Driving change Featured

8:00pm EDT May 26, 2009

It may feel counterintuitive, but as business slows, now is the perfect time to accelerate planning and improvement initiatives.

“Companies that are going to do really well coming out of this recession are the ones who keep a constant eye on the future and view business improvement as truly continuous,” says Jay Kuhn, president of Definity Partners. “Don’t wait for new challenges or hope for new opportunities to develop. Lead your organization, and start today.

“You need to look to the future, anticipate marketplace needs and make business improvement part of your culture,” he adds.

Smart Business spoke with Kuhn about how to make process improvements during times of economic uncertainty to position your business for success going forward.

What is the key to making process improvements?

You must step back and look at where you need to go. Re-evaluate the marketplace situation. Truly understand the needs of your customers — both current and emerging needs. Then, rebuild your business processes to efficiently and effectively supply the demand.

The most successful companies create a culture that embraces change and delivers sustainable improvement. They don’t get hung up on the constraints of their old approach. They understand that the old way of doing things continually loses relevance and eventually becomes obsolete. Instead of simply amending an existing process, successful companies take a transformational approach that builds from a visionary platform.

Ask yourself, ‘If I started my business today, how would it look? Whom would I serve? How would the operational processes be different than what we’re doing today?’ The answers to these questions will provide you with the foundation for a successful transformational approach.

How do you start making changes?

Start by shoring up the basics of your organization. Look at the core processes. Determine what is driving success and what is causing performance issues in each operational area. Don’t get bogged down attempting to create the end-all, ideal solution. Remember, the goal is improvement not perfection. Try different ideas to see what works and what doesn’t work. Incorporate each new insight into your ongoing efforts.
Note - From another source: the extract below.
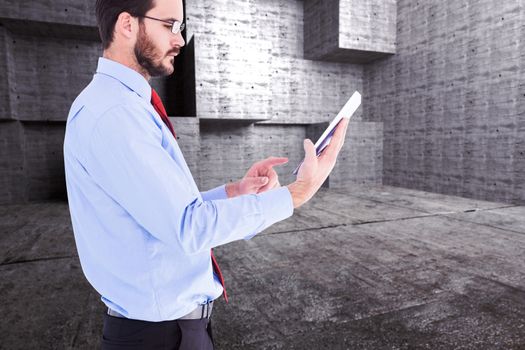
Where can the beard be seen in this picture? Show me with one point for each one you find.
(149, 57)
As you search for the best solutions, be careful not to fall prey to common organizational defense mechanisms. For example, during years when the economy was good, many companies blamed issues such as poor lead times or delivery delays on the fact that they were so busy. Yet, now when many of those same companies are experiencing significant declines in demand — when they are less busy — the same operational challenges remain. So, the inefficiencies now get attributed to different causes, such as limited human resources, budget cutbacks or some other recessionary condition. This head-in-the-sand approach makes driving continuous improvement extremely difficult, if not impossible.

How do you get people to buy in to change in an uncertain economy?
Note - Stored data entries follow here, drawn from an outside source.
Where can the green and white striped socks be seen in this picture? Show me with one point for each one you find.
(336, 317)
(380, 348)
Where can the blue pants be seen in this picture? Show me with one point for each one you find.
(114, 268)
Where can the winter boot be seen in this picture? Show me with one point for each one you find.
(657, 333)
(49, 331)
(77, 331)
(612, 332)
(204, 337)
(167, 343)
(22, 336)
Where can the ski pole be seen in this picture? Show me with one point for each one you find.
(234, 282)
Most people want to do a good job, they want to be heard and they want to contribute to a successful operation. As a result, we find employees are generally very open to change. This is particularly true during challenging times when needs are more obvious. Regardless of economic conditions, two key elements seem most critical for generating and maintaining employee buy-in.

First and foremost, focus on the ‘why’ rather than the ‘who’ when identifying improvements. Don’t get caught up in the blame game. It’s far more important and productive to identify the right approach, and then lead people to implement it effectively.
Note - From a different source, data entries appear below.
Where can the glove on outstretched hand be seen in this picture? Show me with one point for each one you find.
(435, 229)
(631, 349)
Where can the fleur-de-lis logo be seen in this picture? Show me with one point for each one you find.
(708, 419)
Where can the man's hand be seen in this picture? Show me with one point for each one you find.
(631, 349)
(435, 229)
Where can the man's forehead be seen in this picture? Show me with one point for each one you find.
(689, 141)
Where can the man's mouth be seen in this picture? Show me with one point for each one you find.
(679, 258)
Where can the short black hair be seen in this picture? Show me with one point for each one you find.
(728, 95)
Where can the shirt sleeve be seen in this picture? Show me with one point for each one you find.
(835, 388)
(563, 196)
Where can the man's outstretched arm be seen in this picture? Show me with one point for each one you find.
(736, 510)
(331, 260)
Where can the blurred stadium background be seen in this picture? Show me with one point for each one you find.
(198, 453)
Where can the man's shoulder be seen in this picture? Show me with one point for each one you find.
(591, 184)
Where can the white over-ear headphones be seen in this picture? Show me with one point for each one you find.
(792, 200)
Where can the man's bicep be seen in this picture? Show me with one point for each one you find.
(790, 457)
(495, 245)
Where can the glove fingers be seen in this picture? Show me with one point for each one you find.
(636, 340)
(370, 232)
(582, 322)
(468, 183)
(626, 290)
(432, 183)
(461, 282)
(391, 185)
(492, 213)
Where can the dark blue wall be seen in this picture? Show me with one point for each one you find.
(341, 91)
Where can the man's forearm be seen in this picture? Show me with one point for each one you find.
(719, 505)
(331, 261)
Secondly — and equally important — make certain the necessary tools and procedures are in place for effective two-way communication. A healthy dialogue between the leadership team and employees keeps everyone informed and engaged. Communication drives creativity and innovation, and it helps identify and eliminate misunderstandings and motivational issues.

How do you deal with those who are resistant to change?

Continually build momentum by demonstrating success and tying it back to the bottom line. If you can show employees how it will directly impact them, they will be more willing to change. You must explain how it’s going to make life easier for them, better for the customer and/or provide a competitive advantage for the company. Once you’re able to prove success, they will begin to open up their minds and become more involved in the effort.

Start small: If you wanted to improve productivity by 30 percent, look for ways to make incremental improvements. Ask employees for any and all ideas. Take their input, put it into action and continually report back on the success. In doing so, make sure to link results to their involvement. You need them to understand that they are an integral part of the solution. One of the big mistakes companies make is asking employees to get involved, then not listening to their input or failing to show how the input made a difference. This oversight frustrates the employees and is detrimental to the improvement initiative.